When you heard/watched/read the medical staff at Royal Inland Hospital stating the hospital has been running at over 100 per cent every day since 2013 began, what thoughts were triggered in your mind?
My thoughts went back to April 1 as I was standing at the cash register in a thrift store digging for the extra 21 cents imposed on my $3 purchase by the return of the PST.
As I dumped the change out in search of that 21 cents, I thought about just how appropriate it was that the PST came back on April Fool’s Day.
Because no matter how you spin it, switching back to the PST from the HST was so financially irresponsible, it blew past the line of colossally irresponsible behaviour into “did everybody eat several extra bowls of stupid?” territory.

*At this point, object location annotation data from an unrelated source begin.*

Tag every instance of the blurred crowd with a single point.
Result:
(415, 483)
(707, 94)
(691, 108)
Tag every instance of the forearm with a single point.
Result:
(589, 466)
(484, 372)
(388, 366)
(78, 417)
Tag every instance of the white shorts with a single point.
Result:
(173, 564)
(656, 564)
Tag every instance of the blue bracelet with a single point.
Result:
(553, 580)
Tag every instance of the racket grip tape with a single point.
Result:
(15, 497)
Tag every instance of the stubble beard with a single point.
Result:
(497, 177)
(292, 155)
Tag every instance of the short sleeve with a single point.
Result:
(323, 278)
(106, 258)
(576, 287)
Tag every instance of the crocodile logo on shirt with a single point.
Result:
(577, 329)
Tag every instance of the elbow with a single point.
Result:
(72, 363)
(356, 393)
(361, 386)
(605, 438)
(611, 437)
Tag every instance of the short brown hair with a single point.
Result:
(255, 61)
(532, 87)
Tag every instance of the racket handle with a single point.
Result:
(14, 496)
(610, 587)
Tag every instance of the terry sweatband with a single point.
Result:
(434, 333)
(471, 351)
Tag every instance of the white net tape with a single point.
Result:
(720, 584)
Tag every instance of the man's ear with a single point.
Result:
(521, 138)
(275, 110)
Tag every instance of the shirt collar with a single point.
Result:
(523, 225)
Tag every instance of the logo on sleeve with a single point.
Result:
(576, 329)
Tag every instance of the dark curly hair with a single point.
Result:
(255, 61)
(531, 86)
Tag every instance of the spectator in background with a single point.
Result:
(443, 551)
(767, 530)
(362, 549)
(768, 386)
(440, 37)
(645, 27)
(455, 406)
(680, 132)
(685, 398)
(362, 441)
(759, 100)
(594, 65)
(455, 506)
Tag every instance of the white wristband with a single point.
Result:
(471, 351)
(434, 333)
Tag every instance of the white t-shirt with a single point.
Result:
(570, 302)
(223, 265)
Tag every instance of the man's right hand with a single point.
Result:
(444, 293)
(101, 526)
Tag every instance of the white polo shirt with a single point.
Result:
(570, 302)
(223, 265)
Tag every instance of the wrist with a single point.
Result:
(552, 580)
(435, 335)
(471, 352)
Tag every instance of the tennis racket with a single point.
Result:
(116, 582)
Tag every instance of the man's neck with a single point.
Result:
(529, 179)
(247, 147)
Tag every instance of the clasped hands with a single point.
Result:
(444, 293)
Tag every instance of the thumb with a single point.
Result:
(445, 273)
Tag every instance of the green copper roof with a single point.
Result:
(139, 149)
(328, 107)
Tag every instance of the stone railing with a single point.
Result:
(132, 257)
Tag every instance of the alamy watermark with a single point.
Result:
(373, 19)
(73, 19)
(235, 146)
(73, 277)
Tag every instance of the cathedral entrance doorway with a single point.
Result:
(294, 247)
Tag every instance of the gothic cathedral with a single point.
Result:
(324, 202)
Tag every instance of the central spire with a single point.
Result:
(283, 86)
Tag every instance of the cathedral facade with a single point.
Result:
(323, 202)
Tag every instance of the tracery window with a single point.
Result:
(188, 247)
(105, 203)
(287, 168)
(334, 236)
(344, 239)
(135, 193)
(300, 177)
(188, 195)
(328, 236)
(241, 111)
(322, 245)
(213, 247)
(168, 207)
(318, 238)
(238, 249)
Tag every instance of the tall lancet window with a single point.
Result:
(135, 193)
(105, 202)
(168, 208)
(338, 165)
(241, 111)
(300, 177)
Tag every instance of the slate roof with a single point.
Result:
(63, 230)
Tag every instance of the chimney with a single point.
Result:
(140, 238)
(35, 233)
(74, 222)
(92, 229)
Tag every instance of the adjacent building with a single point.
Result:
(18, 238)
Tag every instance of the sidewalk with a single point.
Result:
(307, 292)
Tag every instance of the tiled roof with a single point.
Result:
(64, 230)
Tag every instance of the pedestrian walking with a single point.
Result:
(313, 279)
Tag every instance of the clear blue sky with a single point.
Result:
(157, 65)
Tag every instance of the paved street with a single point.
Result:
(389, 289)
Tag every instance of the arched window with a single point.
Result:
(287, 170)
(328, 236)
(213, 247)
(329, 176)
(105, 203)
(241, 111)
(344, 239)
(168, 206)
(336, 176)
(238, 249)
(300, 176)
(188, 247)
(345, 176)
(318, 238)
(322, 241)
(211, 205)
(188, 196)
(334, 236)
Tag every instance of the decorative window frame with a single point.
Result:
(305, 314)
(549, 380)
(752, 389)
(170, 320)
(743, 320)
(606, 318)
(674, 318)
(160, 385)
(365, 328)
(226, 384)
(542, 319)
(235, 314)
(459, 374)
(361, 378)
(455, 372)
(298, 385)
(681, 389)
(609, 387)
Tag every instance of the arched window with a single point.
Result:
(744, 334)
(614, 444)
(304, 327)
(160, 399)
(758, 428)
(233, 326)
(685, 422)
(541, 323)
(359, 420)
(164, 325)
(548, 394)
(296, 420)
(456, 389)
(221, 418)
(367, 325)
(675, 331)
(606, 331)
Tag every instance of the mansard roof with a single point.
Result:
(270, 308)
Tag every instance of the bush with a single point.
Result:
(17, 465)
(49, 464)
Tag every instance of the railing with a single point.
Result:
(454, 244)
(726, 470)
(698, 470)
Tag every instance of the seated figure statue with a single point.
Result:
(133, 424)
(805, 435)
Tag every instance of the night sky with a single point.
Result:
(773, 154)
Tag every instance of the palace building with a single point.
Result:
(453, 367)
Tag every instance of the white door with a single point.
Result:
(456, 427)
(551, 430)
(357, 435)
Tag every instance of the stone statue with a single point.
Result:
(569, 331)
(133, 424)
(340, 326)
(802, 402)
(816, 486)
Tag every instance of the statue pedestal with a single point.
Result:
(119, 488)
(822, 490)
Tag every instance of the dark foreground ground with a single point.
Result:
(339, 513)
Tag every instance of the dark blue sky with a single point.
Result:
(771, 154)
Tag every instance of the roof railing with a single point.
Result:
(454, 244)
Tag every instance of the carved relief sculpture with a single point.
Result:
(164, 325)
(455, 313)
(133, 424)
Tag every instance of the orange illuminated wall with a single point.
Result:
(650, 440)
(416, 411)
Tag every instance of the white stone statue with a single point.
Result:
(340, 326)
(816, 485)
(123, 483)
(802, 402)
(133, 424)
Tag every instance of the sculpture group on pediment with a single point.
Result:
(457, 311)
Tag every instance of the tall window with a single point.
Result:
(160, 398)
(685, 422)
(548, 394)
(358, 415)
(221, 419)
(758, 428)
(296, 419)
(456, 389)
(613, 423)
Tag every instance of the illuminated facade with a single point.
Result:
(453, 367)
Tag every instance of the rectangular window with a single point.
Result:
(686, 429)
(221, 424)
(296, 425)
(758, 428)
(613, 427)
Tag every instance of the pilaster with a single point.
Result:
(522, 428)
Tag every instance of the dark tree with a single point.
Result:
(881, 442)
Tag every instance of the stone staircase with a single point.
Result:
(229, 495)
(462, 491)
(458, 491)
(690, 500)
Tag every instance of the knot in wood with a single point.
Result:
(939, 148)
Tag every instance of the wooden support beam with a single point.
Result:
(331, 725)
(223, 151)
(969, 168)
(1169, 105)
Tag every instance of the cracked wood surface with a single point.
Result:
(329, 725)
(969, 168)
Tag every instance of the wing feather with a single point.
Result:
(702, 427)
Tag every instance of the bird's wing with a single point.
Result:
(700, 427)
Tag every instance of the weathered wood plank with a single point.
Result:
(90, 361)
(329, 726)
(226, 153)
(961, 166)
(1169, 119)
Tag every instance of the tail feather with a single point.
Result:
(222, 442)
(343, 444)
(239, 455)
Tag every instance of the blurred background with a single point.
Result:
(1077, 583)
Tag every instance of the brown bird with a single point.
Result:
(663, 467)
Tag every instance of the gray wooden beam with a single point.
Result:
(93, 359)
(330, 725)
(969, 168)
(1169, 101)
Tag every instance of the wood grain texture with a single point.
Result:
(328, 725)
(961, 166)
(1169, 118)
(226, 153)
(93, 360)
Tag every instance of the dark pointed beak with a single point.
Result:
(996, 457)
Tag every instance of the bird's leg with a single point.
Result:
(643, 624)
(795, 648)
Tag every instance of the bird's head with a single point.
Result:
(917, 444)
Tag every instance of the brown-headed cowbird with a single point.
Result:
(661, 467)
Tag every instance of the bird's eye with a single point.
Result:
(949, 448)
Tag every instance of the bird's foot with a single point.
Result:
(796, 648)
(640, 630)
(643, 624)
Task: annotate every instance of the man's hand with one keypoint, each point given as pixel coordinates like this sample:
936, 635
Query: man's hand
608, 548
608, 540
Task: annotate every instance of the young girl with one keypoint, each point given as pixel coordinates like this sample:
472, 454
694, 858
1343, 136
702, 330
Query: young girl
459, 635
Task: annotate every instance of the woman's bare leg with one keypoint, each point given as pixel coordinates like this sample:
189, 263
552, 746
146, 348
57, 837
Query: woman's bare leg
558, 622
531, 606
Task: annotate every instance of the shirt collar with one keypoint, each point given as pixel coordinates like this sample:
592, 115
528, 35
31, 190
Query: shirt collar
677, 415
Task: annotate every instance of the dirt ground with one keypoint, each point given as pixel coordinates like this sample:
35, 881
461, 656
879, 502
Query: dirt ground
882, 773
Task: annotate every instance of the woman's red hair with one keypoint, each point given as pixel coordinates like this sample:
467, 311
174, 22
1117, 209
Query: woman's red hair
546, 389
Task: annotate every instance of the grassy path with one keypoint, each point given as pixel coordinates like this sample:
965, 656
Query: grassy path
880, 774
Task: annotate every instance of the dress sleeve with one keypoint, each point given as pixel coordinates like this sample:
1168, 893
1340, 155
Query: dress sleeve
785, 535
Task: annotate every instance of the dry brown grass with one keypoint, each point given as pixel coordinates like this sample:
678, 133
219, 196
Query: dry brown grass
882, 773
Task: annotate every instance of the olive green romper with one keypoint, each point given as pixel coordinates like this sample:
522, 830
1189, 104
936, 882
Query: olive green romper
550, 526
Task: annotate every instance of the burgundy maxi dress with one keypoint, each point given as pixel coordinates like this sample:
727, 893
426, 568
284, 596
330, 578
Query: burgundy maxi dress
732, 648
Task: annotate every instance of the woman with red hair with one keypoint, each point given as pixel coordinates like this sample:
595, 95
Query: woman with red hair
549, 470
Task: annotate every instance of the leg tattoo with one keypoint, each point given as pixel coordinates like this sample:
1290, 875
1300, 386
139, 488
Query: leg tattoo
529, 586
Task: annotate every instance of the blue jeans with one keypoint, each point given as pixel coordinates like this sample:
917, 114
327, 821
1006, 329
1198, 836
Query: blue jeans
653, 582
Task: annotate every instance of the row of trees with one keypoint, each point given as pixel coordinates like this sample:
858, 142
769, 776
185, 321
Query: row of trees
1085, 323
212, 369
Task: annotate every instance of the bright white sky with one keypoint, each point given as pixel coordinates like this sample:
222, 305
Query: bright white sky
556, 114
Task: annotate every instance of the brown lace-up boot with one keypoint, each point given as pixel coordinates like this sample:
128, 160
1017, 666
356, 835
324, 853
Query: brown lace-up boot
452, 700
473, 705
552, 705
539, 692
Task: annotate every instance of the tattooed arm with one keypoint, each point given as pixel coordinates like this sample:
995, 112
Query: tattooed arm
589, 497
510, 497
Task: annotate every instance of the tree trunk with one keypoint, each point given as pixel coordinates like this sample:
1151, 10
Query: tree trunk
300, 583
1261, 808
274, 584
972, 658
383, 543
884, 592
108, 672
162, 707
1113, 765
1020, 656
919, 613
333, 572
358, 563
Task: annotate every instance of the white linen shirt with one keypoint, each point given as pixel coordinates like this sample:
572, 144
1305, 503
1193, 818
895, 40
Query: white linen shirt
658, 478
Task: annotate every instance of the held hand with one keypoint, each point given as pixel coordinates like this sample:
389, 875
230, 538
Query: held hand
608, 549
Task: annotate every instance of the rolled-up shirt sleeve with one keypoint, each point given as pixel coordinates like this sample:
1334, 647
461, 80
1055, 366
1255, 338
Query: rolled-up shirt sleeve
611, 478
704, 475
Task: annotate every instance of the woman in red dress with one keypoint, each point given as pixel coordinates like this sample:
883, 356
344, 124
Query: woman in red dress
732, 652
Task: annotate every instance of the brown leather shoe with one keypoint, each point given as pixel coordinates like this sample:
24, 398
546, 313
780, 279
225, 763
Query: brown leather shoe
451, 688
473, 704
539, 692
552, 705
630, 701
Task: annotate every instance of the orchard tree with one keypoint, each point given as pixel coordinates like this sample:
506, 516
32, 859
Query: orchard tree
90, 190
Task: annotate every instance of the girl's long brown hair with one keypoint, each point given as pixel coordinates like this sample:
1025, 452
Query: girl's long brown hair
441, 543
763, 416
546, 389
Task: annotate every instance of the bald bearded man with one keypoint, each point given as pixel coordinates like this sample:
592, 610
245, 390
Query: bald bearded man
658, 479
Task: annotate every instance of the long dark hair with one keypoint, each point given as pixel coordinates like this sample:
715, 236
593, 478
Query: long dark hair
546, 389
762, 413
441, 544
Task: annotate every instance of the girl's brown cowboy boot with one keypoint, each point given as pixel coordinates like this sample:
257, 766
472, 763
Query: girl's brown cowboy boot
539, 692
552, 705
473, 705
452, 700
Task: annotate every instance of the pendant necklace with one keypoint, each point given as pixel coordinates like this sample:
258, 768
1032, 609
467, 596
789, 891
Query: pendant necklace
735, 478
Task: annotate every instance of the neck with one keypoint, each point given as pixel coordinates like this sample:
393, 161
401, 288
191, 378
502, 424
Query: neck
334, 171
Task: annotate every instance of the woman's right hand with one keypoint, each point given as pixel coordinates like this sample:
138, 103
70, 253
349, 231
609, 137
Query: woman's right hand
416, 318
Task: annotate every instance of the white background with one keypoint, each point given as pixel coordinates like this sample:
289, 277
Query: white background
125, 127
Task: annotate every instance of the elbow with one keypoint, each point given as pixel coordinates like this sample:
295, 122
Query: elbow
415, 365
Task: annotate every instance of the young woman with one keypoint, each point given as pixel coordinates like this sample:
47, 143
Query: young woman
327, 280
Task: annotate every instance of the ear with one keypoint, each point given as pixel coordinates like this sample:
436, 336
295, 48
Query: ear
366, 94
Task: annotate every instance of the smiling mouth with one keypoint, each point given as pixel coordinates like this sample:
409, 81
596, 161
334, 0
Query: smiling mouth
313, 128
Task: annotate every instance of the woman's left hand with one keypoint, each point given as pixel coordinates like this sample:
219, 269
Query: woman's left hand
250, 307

Yes, many will be happy they do not have to pay seven per cent provincial tax when they eat out – at least until the eateries put prices up by more than seven per cent to cover the cost savings lost with the return to the PST.
All the “the government lied,” “they promised,” “the government is going to destroy the food services business,” etc., is meaningless when contrasted with the consequences for British Columbia and its citizens of repaying $1.5 billion to Ottawa.
Want to replace or renew Royal Inland Hospital, Haida Gwaii Hospital or St. Paul’s Hospital? That will require an investment approaching $1 billion and, well, sorry, but that $1 billion is being repaid to Ottawa.
Have other important major capital projects that need investment, renewal or replacement? Sorry, but that half-billion dollars is being repaid to Ottawa as well.
So as the media and the opposition joyfully run around pointing out the government has not committed funding to hospital construction, we need to remember the reason government does not have money to fund hospital construction is that Bill Vander Zalm, Adrian Dix, the NDP and the media convinced the majority of BC residents that sending the $1.5 billion back to Ottawa was a good idea.